Pinho Moreira aposta no consumo da produção local para driblar queda de receita

Só nos 10 primeiros dias deste mês Santa Catarina amargou uma queda de receita da ordem de 14% se comparado com o mesmo período do mês passado. Efeito da greve dos caminhoneiros e do momento de instabilidade econômica que vive o país, a diminuição de recursos no caixa do governo preocupa o governador Pinho Moreira (PMDB), que apontou a redução da máquina do Estado e o lançamento de iniciativas criativas como a saída mais possível diante do atual cenário. O governador falou na abertura do Congresso dos Prefeitos, na manhã desta terça-feira (12).

O governador Pinho Moreira (à esq.) falou na abertura do Congresso dos Prefeitos, nesta terça-feira - Diego Redel/Divulgação/ND
O governador Pinho Moreira (à esq.) falou na abertura do Congresso dos Prefeitos, nesta terça-feira – Diego Redel/Divulgação/ND

Pinho Moreira não têm receitas prontas ou alternativas em curto prazo para reverter as perdas de receita. Mas apostas em campanhas como “Compre de SC”, que busca estimular o público a consumir produtos catarinenses com o argumento de que assim o imposto fica no Estado, soam como uma esperança para aquecer a economia catarinense. “Sabemos que os meses de junho e julho serão críticos, mas nós temos que continuar estimulando a economia. Esse projeto visa exatamente isso, que é movimentar a econômica catarinense”, disse o governador.

Diante de prefeitos, autoridades do judiciário e também do meio acadêmico, Pinho Moreira apresentou um cenário nada animador das contas públicas. “Só para cobrir o déficit previdenciário o Estado paga R$ 360 milhões por mês. O custo dos inativos já é maios que dos ativos. Temos que diminuir o tamanho da máquina pública”, argumentou.

O governador ainda citou a Medida Provisória 220/2018, que tentou alterar a alíquota do ICMS de 17% para 12% nas operações internas do setor industrial, mas a proposta acabou rejeitada pelos deputados catarinenses. A proposta visava reduzir a alíquota interna do imposto para ampliar a competitividade. “Não foi o governador que perdeu, mas sim todos os catarinenses”, disse Pinho Moreira dizendo que deputados foram pressionados por setores econômicos a votarem contra a medida.

Pinho Moreira aguarda contrapartida federal para ICMS do diesel

O principal indicador para redução das receitas do Estado foi o combustível, segundo Pinho Moreira. E mesmo que o governo federal tivesse também incluído os estados no rol de responsáveis pelas reduções no óleo diesel anunciada para acabar com a greve dos caminhoneiros, o governador de Santa Catarina diz que ainda não há acordo e no estado a base de calculo permanece a mesma.

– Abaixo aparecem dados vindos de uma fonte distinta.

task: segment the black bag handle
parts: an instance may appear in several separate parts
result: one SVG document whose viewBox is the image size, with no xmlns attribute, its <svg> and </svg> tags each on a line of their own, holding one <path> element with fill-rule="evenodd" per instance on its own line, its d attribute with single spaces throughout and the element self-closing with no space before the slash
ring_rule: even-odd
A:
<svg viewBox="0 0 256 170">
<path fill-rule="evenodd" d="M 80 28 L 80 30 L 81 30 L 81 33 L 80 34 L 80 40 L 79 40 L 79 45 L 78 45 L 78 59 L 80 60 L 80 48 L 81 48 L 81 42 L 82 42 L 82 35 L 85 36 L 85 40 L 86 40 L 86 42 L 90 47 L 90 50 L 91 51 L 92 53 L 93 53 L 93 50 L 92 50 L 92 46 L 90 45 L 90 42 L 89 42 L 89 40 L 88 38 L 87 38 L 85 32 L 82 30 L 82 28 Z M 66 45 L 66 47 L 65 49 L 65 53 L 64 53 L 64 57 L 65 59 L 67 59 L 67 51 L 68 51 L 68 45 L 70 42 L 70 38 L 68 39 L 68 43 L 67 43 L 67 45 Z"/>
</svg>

O acordo proposto pelo governo federal foi de que os estados reduzissem até 25 centavos sobre a base de calculo do imposto que fica nos cofres estaduais. “O Governo federal não acenou com nada. Eu estive 20 dias atrás lá em Brasília e estava tudo certo para recebermos R$ 20 milhões para segurança da Serra do Rio do Rastro, mas não deram um centavo para nós e deram R$ 500 milhões para compra de caminhão-pipa para o Nordeste”, reclamou o governador.

Segundo Pinho Moreira, enquanto o governo federal não acenar com uma contrapartida ao estado, Santa Catarina não deve mexer de forma arbitrária nas alíquotas de ICMS sobre os combustíveis.  Atualmente o estado cobra 12% de ICMS sobre o preço base do diesel e 25% sobre a gasolina.

Oito presidenciáveis

Nesta quarta-feira (13), o Congresso dos Prefeitos promove o painel com os presidenciáveis. Pelo menos oito pré-candidatos à presidência da República estarão no Congresso para discursos de 30 minutos cada.

Convidados pela Fecam, os presidenciáveis falarão dentro do tema do evento, e deverão discursar sobre temas que afetam diretamente as municipalidades, como reforma tributária, o novo pacto federativo, entre outros. Das 8h30 às 12h30, cada candidato irá discursar por cerca de 20 minutos, sem debates ou perguntas.